Taiichi Ohno begins the chapter by saying “We think of production engineering and manufacturing engineering as distinct things. We distinguish manufacturing engineering as the work to determine the method of manufacturing and production engineering as how to actually accomplish that method of manufacturing.”
Ohno uses the example of a scissors to make this distinction. The work of manufacturing engineering is to think of how to use a scissors to cut things effectively, while it is the work of production engineering to recommend the right type of scissors for the cutting to be done. In some cases production engineering will research and develop the appropriate scissors. Without manufacturing engineering however, the scissors could not be put to proper use.
The literal translation of the title of this chapter (see above) could also be The Difference Between Industrial Engineering and Manufacturing Engineering.

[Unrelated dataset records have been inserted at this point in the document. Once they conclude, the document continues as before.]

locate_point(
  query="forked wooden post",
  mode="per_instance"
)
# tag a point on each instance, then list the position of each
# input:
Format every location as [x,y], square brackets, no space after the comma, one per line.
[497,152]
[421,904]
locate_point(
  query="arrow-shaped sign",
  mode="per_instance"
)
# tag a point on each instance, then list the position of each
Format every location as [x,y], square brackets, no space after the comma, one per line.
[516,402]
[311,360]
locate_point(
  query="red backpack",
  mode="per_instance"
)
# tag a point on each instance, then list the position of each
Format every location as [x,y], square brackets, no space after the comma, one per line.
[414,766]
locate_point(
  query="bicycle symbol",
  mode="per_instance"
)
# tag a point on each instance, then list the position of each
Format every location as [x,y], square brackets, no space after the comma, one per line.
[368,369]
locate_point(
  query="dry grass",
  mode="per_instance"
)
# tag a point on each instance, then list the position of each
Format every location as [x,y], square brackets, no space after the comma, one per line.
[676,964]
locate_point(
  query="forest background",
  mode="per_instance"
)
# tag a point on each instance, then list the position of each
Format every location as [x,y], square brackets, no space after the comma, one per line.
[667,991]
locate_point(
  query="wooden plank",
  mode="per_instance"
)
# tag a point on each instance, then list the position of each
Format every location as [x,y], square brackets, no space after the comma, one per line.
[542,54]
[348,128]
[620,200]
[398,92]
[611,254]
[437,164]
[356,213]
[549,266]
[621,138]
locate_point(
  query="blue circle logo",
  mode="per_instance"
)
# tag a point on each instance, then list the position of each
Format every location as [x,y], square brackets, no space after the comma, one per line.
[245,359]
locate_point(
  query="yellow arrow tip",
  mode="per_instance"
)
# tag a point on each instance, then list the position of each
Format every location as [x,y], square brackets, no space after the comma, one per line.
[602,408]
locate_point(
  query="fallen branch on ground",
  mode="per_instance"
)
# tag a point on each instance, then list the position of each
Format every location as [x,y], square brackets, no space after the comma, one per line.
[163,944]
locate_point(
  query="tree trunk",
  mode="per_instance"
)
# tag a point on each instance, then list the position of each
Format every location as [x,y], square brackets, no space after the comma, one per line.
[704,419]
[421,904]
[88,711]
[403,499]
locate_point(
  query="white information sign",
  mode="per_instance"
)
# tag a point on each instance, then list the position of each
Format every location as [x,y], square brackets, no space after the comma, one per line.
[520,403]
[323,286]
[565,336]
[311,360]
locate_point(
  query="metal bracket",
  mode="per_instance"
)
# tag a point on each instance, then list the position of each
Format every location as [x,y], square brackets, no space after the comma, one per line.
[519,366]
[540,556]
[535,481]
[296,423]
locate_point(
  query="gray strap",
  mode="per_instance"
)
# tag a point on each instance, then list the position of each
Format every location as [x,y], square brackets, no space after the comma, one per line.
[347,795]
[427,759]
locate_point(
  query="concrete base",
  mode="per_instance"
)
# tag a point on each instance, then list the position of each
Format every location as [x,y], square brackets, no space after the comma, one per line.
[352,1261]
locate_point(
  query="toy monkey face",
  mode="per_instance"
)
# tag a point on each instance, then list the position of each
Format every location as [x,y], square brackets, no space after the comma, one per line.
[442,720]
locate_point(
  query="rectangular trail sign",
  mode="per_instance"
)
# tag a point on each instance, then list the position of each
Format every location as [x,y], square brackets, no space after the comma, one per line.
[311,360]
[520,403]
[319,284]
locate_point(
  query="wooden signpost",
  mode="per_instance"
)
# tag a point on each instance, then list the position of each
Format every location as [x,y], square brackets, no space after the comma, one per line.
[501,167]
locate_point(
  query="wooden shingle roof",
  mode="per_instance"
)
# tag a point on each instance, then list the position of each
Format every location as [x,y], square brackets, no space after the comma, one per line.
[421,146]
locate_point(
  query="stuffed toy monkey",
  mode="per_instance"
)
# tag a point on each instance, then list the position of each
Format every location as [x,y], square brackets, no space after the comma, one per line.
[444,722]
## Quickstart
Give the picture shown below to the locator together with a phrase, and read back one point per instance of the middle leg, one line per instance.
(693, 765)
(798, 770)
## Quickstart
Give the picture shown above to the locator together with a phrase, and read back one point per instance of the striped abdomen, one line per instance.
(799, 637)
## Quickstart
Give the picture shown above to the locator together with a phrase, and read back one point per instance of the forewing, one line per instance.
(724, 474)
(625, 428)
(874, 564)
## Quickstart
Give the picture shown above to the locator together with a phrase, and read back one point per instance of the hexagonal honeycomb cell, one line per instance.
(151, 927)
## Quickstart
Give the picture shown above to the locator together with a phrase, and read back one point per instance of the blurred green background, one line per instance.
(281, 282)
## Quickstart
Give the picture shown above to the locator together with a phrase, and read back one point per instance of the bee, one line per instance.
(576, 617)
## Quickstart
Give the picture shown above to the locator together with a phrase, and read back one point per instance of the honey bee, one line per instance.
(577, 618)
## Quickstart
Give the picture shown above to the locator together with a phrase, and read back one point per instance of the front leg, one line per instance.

Production Engineering （生産技術） in Japanese is also translated as Industrial Engineering, which the Japanese (including Taiichi Ohno) sometimes refer to as simply “IE”. But I think there is more to Production Engineering than Industrial Engineering as we know it, so I will leave the title as you see it above.
The word gijutsu （技術）can be translated as “engineering” or “technology” or “technique” in some cases. So the title could also be The Difference Between Production Technology and Manufacturing Technology, but in the English “technology” tends to imply the hardware and software rather than the thinking process to get you there, as “engineering” does. This is an important distinction and we need to spend a few moments understanding the nuances here.
When I first began interpreting with the Shingijutsu consultants 13 years ago, one of the most common questions by these former disciples of Taiichi Ohno and members of the Toyota Autonomous Study Group, after touring the gemba of an American company, was “Where are your Production Engineers?” They saw very little evidence of Production Engineering at these companies. They were not talking about the machines and processes, but the thinking that led to them. This is true in many U.S. manufacturers even today.
Because they were not asking for the IEs (Industrial Engineers) and because I wanted to stay true to the nuance of the sensei’s question, I would ask for the production engineers, and we would most be introduced to the manufacturing engineers. In some cases we would meet product engineers, industrial engineers, process engineers, but never production engineers. The Shingijutsu sensei would shake their head and bemoan the lack of production engineering (industrial engineering, equipment design and process design). I have yet to meet a production engineer outside of Japan. I am sure they exist. Holler if you are one.
Back to the book.
Just as computers have hardware and software, Ohno explains that they have been thinking seriously for many years about the differences between production engineering and manufacturing engineering.
Ohno stresses the importance of manufacturing engineering for making kaizen more effective. “We used to call manufacturing engineering “gemba gijutsu” (shop floor engineering or plant engineering).”
Taiichi Ohno relates a story from one of his trips to the U.S. in the 1950s when a plant engineer with the title of “General Plant Engineer” took him on a factory tour. Ohno was impressed by how this person knew what was happening in the gemba, and how easily he communicated with the foremen. Ohno says that he would like to think of the manufacturing engineers at Toyota as plant engineers (with some implication that they are not) and warns against the separation of production engineering from the gemba (factory).
The production engineer must be close to the gemba and understand the process and develop the tools and equipment needed. Ohno tells of how he was disliked by the production engineers at the Toyota Motor Corporation for calling them “catalog engineers” because they would point to equipment in catalogs and ask to buy them rather than developing their own equipment.
“Within a company, production engineering and manufacturing engineering really ought to be a single body.” In calling for the integration of both manufacturing engineering and production engineering, Ohno wants both to be closer to the gemba and focused on kaizen. He says that the ideal state is when material selection, equipment design, process design, process improvement, equipment kaizen can all be the work of manufacturing (gemba) engineering.
“This is a most important thing, but people who don’t get it just don’t get it.”